Office- and national-level breakdowns of fully favorable vs denial rates aren't currently published by SSA in the per-office disposition data. The judge's own breakdown is the detail we have today.
Approval rate over time
Year-over-year approval rate across Judge Anderson's docket. Annual rates fluctuate with the mix of cases SSA assigns; the longer-run pattern is more informative than any single year.
Decision pattern
Over his 6 years on the bench, Judge Anderson has shown a consistent approach to disability claims. His approval rate began at 71% in 2016 and shifted to 64% by 2019, before rebounding to 69% in the most recent reporting period. This movement suggests a stable pattern of adjudication that remains well above the national baseline. The recent uptick in approvals may reflect changes in case mix or the quality of evidence presented in more recent hearings.
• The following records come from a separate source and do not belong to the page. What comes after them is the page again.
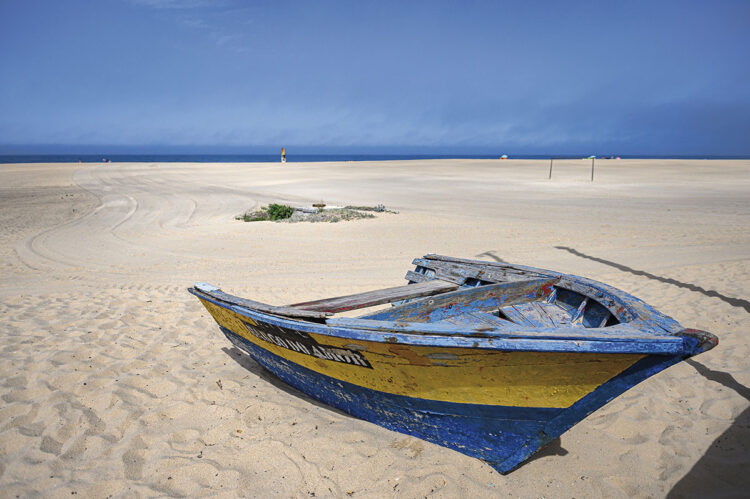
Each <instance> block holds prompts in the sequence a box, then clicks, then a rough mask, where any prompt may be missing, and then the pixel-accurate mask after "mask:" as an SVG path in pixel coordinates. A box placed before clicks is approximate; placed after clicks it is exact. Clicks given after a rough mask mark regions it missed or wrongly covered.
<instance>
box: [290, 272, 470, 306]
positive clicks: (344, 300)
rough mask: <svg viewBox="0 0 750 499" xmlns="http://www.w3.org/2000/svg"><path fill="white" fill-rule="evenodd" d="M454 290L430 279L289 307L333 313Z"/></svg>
mask: <svg viewBox="0 0 750 499" xmlns="http://www.w3.org/2000/svg"><path fill="white" fill-rule="evenodd" d="M456 288H458V284H456V283H452V282H446V281H441V280H438V279H432V280H428V281H424V282H420V283H416V284H408V285H406V286H398V287H395V288H387V289H379V290H377V291H368V292H366V293H357V294H353V295H346V296H338V297H336V298H327V299H325V300H316V301H308V302H303V303H295V304H293V305H289V306H290V307H294V308H296V309H302V310H316V311H320V312H332V313H335V312H344V311H346V310H356V309H358V308H365V307H372V306H375V305H382V304H384V303H391V302H394V301H399V300H408V299H410V298H419V297H424V296H432V295H436V294H439V293H445V292H447V291H453V290H455V289H456Z"/></svg>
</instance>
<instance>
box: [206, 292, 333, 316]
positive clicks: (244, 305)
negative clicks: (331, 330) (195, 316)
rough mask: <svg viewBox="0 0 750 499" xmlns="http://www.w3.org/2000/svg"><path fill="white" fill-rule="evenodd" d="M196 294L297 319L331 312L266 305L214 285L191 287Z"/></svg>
mask: <svg viewBox="0 0 750 499" xmlns="http://www.w3.org/2000/svg"><path fill="white" fill-rule="evenodd" d="M193 289H194V290H195V291H196V293H197V296H200V294H203V295H206V296H208V297H210V298H213V299H214V300H218V301H221V302H224V303H228V304H231V305H237V306H240V307H244V308H248V309H251V310H258V311H260V312H266V313H268V314H274V315H280V316H284V317H295V318H299V319H325V318H326V317H330V316H331V315H332V314H330V313H327V312H316V311H311V310H302V309H298V308H294V307H283V306H282V307H277V306H274V305H267V304H265V303H261V302H257V301H253V300H248V299H246V298H240V297H239V296H234V295H230V294H227V293H224V292H223V291H222V290H221V289H219V288H216V287H205V286H204V287H195V288H193Z"/></svg>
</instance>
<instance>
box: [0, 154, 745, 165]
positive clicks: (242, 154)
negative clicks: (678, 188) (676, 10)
mask: <svg viewBox="0 0 750 499" xmlns="http://www.w3.org/2000/svg"><path fill="white" fill-rule="evenodd" d="M587 156H588V154H582V155H549V154H538V155H518V156H515V155H514V156H510V158H509V159H550V158H551V157H554V158H555V159H581V158H583V157H587ZM597 157H601V156H597ZM607 157H609V155H608V156H607ZM625 157H627V158H663V159H667V158H673V159H744V157H741V156H680V155H671V156H656V155H649V156H635V155H634V156H631V155H628V156H623V158H625ZM499 158H500V155H499V154H498V155H465V154H443V155H440V154H432V155H430V154H425V155H419V154H416V155H415V154H288V155H287V161H288V162H290V163H294V162H316V161H318V162H319V161H398V160H412V159H499ZM105 160H107V161H110V162H113V163H278V162H279V161H280V155H279V154H4V155H0V163H78V162H79V161H80V162H82V163H102V162H104V161H105Z"/></svg>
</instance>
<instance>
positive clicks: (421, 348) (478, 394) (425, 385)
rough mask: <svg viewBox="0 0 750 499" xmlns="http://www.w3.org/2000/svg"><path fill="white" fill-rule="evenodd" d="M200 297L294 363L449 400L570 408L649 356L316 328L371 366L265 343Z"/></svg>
mask: <svg viewBox="0 0 750 499" xmlns="http://www.w3.org/2000/svg"><path fill="white" fill-rule="evenodd" d="M201 302H202V303H203V305H204V306H205V307H206V309H207V310H208V311H209V312H210V313H211V315H212V316H213V318H214V319H215V320H216V322H218V323H219V324H220V325H221V326H223V327H225V328H227V329H229V330H230V331H232V332H233V333H235V334H237V335H238V336H241V337H243V338H245V339H246V340H248V341H250V342H252V343H254V344H256V345H258V346H259V347H261V348H264V349H265V350H268V351H269V352H271V353H273V354H275V355H278V356H279V357H282V358H284V359H287V360H289V361H290V362H294V363H295V364H298V365H300V366H303V367H306V368H308V369H310V370H313V371H315V372H318V373H320V374H324V375H326V376H330V377H332V378H336V379H340V380H343V381H347V382H349V383H353V384H355V385H358V386H361V387H364V388H369V389H372V390H378V391H382V392H386V393H390V394H394V395H404V396H408V397H417V398H422V399H428V400H438V401H443V402H455V403H466V404H486V405H503V406H511V407H549V408H566V407H570V406H571V405H572V404H573V403H575V402H576V401H578V400H580V399H581V398H582V397H584V396H586V395H588V394H589V393H591V392H592V391H593V390H594V389H595V388H597V387H598V386H599V385H601V384H603V383H605V382H606V381H608V380H610V379H612V378H613V377H615V376H616V375H618V374H619V373H621V372H622V371H624V370H625V369H627V368H628V367H630V366H631V365H633V364H634V363H635V362H637V361H638V360H640V359H642V358H643V357H644V355H640V354H597V353H549V352H499V351H494V350H482V349H470V348H447V347H425V346H411V345H404V344H398V343H380V342H373V341H363V340H352V339H348V338H339V337H334V336H327V335H321V334H315V333H310V337H312V338H313V339H314V340H315V341H317V342H318V343H320V344H321V345H325V346H328V347H333V348H341V349H348V350H352V349H356V350H357V351H358V352H360V353H361V354H362V355H363V356H364V357H365V358H366V359H367V361H368V362H369V364H370V365H371V366H372V369H370V368H366V367H361V366H359V365H355V364H349V363H344V362H336V361H334V360H326V359H323V358H318V357H315V356H313V355H306V354H304V353H300V352H296V351H293V350H290V349H287V348H283V347H281V346H278V345H276V344H274V343H270V342H268V341H264V340H262V339H260V338H258V337H257V336H256V335H254V334H252V333H251V332H250V331H249V330H248V328H247V327H246V326H245V324H243V321H244V322H246V323H249V324H254V321H252V319H249V318H248V317H245V316H242V315H239V314H237V313H235V312H233V311H231V310H228V309H226V308H223V307H220V306H218V305H215V304H213V303H211V302H208V301H205V300H201ZM352 345H356V346H354V347H353V346H352Z"/></svg>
Preparing for an SSDI hearing
The guidance below applies to any SSDI hearing, not specifically to Judge Anderson's bench. Judge-specific preparation guidance requires a corpus of public Appeals Council decisions involving each judge, which we haven't built yet.
- Bring a clean treating-physician record. Longitudinal primary-care or specialist notes spanning the disability period, with consistent symptom documentation, are typically the strongest evidence at hearing. A single month's records usually aren't enough.
- Don't rely on consultative exams alone. If your medical evidence is built primarily around a one-time CE finding, expect detailed questioning. Supplement with treating-source statements where possible.
- Prepare for daily-activity questions. Have honest, specific answers about a typical day. Answers that conflict with the medical record (in either direction) tend to hurt credibility.
- Expect transferable-skills probing. A vocational expert will usually testify about jobs available to someone with your limitations. Your representative should be prepared to cross-examine.
Hearing with Judge Anderson? See if a free benefits review fits your case.
Free Benefits ReviewAbout the Montgomery hearing office
The Montgomery Hearing Office serves you and other claimants across Alabama, managing a high volume of disability cases. With a bench of 6 judges, the office maintains an active docket and a latest approval rate of 69%. You can expect a professional environment focused on the specific medical and vocational requirements of your claim. You can see the Montgomery Hearing Office page for the full ALJ roster.
Other judges at this hearing office
The Social Security Administration uses a workload-balancing algorithm to assign cases, meaning your assignment to Judge Anderson is essentially random. Within the Montgomery Hearing Office, lifetime approval rates among the 6 judges range from 53% to 78%. Because you cannot choose your judge, the most effective strategy is to focus on the strength of your medical evidence. You can find more information on the Montgomery Hearing Office page.